Derita Anak-Anak Besipae, Rumah Tergusur dan Dapat Skorsing dari Sekolah

Denny Sae, remaja Besipae NTT, bukanya hanya tergusur, dirinya juga harus menerima skorsing dari sekolah lantaran dianggap menentang pemerintah.

oleh Ola Keda diperbarui 28 Agu 2020, 06:47 WIB
Diterbitkan 28 Agu 2020, 00:00 WIB
Klaim lahan Besipae
Foto: Denny Sae, pelajar SMA yang diskorsing dari sekolah karena dituduh melawan pemerintah (Liputan6.com/Ola Keda)

Liputan6.com, Kupang - Air mata Denny Sae, remaja Besipae NTT, menetes deras saat menceritakan nasibnya yang harus tergusur dan terusir dari tempat tinggalnya sendiri. Saat ditemui wartawan, Kamis (20/8/2020), tangisan siswa kelas 2 SMKN 1 Soe, Kabupaten Timor Tengah Selatan, NTT,  itu membuat ibu-ibu yang duduk di bawah tenda ikut menangis. Suasana hening seketika. Sesekali ia mengangkat ujung baju kumalnya menyeka air mata.

Wawancara pun sempat terhenti. Kami membiarkan Denny menangis, meluapkan kesedihannya. Ia tertunduk lama. Sesaat kemudian, remaja lugu itu mengangkat wajah menantang kamera wartawan yang sedari tadi menunggunya.

"Ini tanah leluhur kami. Kenapa kami diusir," ungkap Denny dengan nada tinggi.

Denny menceritakan, setelah rumahnya digusur, ia bersama orangtuanya dan puluhan warga yang juga korban penggusuran memilih hidup di bawah tenda darurat beralaskan tanah.

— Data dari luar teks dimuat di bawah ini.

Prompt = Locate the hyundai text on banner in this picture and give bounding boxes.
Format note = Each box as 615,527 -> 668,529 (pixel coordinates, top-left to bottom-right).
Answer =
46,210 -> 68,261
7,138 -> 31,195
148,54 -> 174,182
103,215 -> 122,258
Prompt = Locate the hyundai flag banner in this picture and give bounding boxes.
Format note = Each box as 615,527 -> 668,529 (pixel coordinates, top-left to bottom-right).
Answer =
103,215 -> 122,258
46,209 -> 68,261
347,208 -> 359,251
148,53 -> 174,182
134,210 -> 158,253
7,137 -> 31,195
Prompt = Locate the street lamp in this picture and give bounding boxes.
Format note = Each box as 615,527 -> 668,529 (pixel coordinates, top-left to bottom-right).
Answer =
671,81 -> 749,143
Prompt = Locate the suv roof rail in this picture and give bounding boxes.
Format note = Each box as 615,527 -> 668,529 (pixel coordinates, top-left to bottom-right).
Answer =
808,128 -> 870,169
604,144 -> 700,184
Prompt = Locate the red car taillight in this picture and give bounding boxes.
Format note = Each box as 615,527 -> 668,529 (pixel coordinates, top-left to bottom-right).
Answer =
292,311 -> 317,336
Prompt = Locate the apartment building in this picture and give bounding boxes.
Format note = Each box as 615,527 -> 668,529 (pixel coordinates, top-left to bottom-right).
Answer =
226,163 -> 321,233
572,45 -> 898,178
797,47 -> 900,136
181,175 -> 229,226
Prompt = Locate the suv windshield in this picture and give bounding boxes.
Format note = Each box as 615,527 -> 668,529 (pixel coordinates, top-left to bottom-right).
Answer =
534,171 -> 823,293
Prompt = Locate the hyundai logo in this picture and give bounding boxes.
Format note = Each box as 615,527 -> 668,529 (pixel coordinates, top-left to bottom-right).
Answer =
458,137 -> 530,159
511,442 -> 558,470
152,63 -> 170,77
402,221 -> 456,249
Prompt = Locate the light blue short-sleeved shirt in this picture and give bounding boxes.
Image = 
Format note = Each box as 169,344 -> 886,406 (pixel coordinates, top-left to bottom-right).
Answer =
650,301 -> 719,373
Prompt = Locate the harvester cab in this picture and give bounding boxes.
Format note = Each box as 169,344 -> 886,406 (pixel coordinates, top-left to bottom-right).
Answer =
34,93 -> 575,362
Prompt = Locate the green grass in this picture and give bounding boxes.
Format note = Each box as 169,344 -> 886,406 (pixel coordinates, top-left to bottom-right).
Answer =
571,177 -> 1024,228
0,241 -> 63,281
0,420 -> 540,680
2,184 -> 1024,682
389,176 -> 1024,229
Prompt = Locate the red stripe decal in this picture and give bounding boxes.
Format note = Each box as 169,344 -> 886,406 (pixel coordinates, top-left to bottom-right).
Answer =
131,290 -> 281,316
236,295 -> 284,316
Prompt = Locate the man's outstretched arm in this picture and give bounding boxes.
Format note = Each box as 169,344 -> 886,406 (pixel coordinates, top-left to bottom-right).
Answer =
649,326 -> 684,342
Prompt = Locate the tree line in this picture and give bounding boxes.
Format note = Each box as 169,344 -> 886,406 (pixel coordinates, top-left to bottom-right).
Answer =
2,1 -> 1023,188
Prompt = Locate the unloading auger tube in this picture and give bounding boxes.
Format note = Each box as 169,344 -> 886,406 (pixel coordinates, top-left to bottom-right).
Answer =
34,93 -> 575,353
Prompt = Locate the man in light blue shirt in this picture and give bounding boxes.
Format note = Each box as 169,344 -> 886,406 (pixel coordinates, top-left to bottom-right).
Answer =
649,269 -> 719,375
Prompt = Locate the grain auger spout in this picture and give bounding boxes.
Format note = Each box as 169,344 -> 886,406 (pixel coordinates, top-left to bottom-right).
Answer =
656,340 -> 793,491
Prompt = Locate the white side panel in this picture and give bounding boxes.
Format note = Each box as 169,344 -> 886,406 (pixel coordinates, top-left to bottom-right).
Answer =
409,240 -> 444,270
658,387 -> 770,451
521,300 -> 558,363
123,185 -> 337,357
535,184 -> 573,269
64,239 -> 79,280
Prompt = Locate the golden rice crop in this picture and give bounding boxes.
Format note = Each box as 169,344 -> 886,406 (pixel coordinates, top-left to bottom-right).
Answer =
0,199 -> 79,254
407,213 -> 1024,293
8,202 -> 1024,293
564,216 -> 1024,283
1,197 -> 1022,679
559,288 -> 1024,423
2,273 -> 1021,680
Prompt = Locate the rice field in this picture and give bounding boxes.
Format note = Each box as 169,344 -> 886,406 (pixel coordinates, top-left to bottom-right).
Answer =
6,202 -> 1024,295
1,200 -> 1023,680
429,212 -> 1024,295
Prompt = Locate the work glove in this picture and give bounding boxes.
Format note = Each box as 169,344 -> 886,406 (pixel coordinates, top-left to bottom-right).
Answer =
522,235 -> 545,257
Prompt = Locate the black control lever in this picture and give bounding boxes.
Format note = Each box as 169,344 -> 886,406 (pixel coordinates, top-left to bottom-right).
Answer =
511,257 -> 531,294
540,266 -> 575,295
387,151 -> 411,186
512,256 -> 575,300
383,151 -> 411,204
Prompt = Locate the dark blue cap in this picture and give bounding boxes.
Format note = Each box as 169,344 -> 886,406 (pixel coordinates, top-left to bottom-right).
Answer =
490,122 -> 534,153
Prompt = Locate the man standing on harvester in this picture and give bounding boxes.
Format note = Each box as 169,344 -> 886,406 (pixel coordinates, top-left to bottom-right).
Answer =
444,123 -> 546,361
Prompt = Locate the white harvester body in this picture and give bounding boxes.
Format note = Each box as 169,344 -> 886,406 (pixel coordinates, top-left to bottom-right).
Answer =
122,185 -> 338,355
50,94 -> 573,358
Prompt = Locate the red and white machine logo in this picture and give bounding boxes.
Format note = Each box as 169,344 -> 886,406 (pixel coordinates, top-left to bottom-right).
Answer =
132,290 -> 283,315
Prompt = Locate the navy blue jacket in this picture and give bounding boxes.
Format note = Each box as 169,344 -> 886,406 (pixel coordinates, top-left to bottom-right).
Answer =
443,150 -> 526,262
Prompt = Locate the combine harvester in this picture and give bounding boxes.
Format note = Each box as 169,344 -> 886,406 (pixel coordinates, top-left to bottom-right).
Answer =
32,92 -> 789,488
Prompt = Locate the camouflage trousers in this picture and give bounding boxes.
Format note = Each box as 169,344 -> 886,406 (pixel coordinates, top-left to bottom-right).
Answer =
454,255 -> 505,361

Kesedihannya semakin parah saat Denny mendengar kabar bahwa dirinya mendapat skorsing dari sekolah karena dinilai melawan pemerintah. Denny merupakan satu dari puluhan anak-anak sekolah bersama orangtua mereka melakukan protes terhadap aksi penggusuran rumah warga oleh Pemprov NTT. Meski terusir dari sekolahnya, Denny masih bermimpi untuk tetap terus belajar.  

"Saya dianggap melawan kebijakan pemerintah. Saya dihukum skorsing tidak boleh sekolah lagi," ungkapnya.

Niatnya ingin melanjutkan studi agar bisa meraih masa depan, kini ia pendam. Sekolah, yang menjadi satu-satunya harapannya, telah memberi skorsing.

"Saya bingung harus sekoah kemana agar bisa menyelesaikan studi," ucapnya.

Anak-anak di Besipae saat ini masih mengalami trauma mendalam akibat bunyi tembakan aparat keamanan pada Selasa 18 Agustus 2020 lalu.

"Anak-anak masih trauma," tambah Matheda Esterina Selan, seorang warga.

Di antara warga korban penggusuran, terdapat juga bayi yang baru berusia dua bulan, tiga bulan, dan tujuh bulan serta anak-anak usia PAUD dan SD.

Tenda darurat menjadi rumah mereka. Warga terpaksa membangun beberapa gubuk seadanya dari daun lontar. Gubuk itu dibuat khusus untuk anak-anak balita agar tak terkena angin malam. Sementara orang dewasa, hanya bisa tidur di bawah tenda beratap langit.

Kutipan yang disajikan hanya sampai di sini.